Allow EO data to be requested through a unified API where download, processing, and optional upload to DHIS2 happen behind the scenes.
Each step in the pipeline is also available as a separate API endpoint with clear input and output definitions: data extraction, aggregation, and upload to DHIS2.
Support scheduling — data can be downloaded, processed, and imported at fixed user-defined intervals.
Support orchestration — users can compose custom data pipelines, including pre- and post-processing steps.

6.2 Data storage and serving¶

Store all datasets as GeoZarr — cloud-native, chunked, multiscale, EPSG:4326.
Expose datasets via a /zarr/{dataset_id} endpoint using HTTP range requests, enabling chunk-level access by any compatible client.
Expose datasets through OGC API-compliant endpoints (Coverages, EDR, Processes, Tiles, Collections) via pygeoapi under /ogcapi.
Expose dataset discovery metadata via a /datasets endpoint and a STAC catalogue.

6.3 Visualisation¶

Support on-the-fly map tile rendering with custom styling.
Support image tile generation using TiTiler (following the OGC API — Tiles specification as closely as possible).
Support direct browser rendering of Zarr data via zarr-layer (MapLibre custom layer) with GPU reprojection from EPSG:4326 to Spherical Mercator and client-side dynamic colour classification.
Support point queries (single location time series) for preview before import.

6.4 Aggregation¶

Aggregate raster data to org unit polygons (or any GeoJSON feature collection).
Support async execution for long-running aggregation jobs (OGC API Processes pattern).
Support demographic disaggregation for WorldPop data (age/sex bands as additional Zarr dimensions).

6.5 Integration¶

Upload aggregated data values directly to DHIS2 (optional — can be skipped for standalone use).
Accept GeoJSON features from external sources (not only DHIS2 org units).
Output results as DHIS2 data values, CSV, or JSON.
Provide a client library / SDK for programmatic access by DHIS2 apps and third-party tools.
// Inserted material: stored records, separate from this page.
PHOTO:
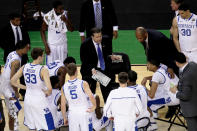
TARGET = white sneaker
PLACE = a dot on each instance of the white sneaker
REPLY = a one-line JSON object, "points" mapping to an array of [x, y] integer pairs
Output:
{"points": [[153, 125]]}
6.6 Non-functional requirements¶

Handle simultaneous and long-running requests without blocking.
Follow FAIR principles: Findable, Accessible, Interoperable and Reusable.
Build on existing open-source solutions — the team is small and sustainability matters.
Support deployment via Docker for local, cloud-hosted, and sovereign country environments.
Storage backend configurable via environment variables — no code changes required to switch between local filesystem, different cloud providers, AWS S3 (including Africa and Asia regions), and self-hosted Ceph/RGW for sovereign deployments.

7. Supported data sources¶

The Climate API ingests data from multiple upstream Earth Observation and climate sources. Current and planned sources include:

CHIRPS (Climate Hazards Group InfraRed Precipitation with Station data) — daily and pentadal precipitation.
ERA5 / Climate Data Store (Copernicus CDS) — temperature, humidity, wind, and other atmospheric variables at multiple temporal resolutions.
WorldPop — annual gridded population estimates, with optional age and sex disaggregation at 5-year intervals.
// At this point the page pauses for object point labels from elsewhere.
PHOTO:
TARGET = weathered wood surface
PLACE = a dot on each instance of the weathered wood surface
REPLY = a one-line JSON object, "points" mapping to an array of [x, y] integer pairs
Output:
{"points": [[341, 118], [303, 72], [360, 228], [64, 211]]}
The dataset ID schema encodes the source, variable, period type, and spatial extent ID. The extent ID is an ISO country code or named sub-national identifier defined in the instance configuration. Examples:

chirps3_precipitation_daily_sle
era5_temperature_daily_sle
worldpop_population_yearly_sle

Sub-national extents use the same schema (e.g. chirps3_precipitation_daily_bo for the Bo district of Sierra Leone), allowing larger countries to configure a district-level extent to limit initial download volume.

8. Technical architecture¶

8.1 API layer¶

The API is built on FastAPI and exposes the following endpoint groups:

Endpoint	Description
`/ingestions`	Trigger data download from an upstream source for the configured extent and date range. Parameters: `dataset_id`, `start`, `end`, `extent_id`. Creates or updates the corresponding Zarr store.
`/sync`	Check for more recent data from the upstream source and append new time steps to the existing Zarr store. Validates temporal continuity before writing.
`/datasets`	List and describe available published datasets — metadata, period type, extent, last updated, and access links.
`/zarr/{dataset_id}`	Serve the GeoZarr store by returning a directory listing at the dataset path and file responses for Zarr contents beneath it.
`/ogcapi/...`	OGC API-compliant endpoints served by pygeoapi: Coverages, EDR, Processes, Collections.

8.2 Storage layer¶

All datasets are stored as GeoZarr. Key properties:

EPSG:4326 coordinate reference system.
CF-compliant coordinate attributes and _ARRAY_DIMENSIONS metadata.
Multiscale pyramid overview levels declared under the multiscales key in .zattrs — required for efficient zoom-level-aware chunk fetching by zarr-layer.
Chunk shape tuned per dataset to balance three access patterns: time series queries, polygon aggregation, and browser tile rendering.
Blosc/Zstd compression.

The storage backend is abstracted via fsspec, enabling the following backends with environment-variable configuration only:

Backend	Notes
Local filesystem	Default for development. `STORAGE_BACKEND=file`
European S3-compatible	Hetzner, Scaleway, IONOS, OVHcloud. GDPR-native. `STORAGE_BACKEND=s3` + `endpoint_url`.
AWS S3 (af-south-1)	Cape Town region — lowest latency for Southern/Eastern Africa deployments.
AWS S3 (ap-southeast-1)	Singapore — lowest latency for Laos, Sri Lanka, and Southeast Asia deployments.
Ceph / RGW (self-hosted)	S3-compatible. For sovereign deployments requiring data to remain within national borders. Runs on university and research network infrastructure (AfricaConnect / GÉANT).

8.3 Data pipeline model¶

The Climate API follows an ETL (Extract, Transform, Load) pattern — transformation occurs on the processing server before data is loaded into DHIS2. An ELT approach (transformation in a cloud data warehouse) may be supported in a future version.

The pipeline stages are:

Extract — download raw data from the upstream source for the configured extent and time range.
Transform — reproject, rechunk, apply temporal aggregation (if needed), compute derived variables, and write to GeoZarr.
Load — aggregate to org unit polygons and upload data values to DHIS2, or output as CSV/JSON for standalone use.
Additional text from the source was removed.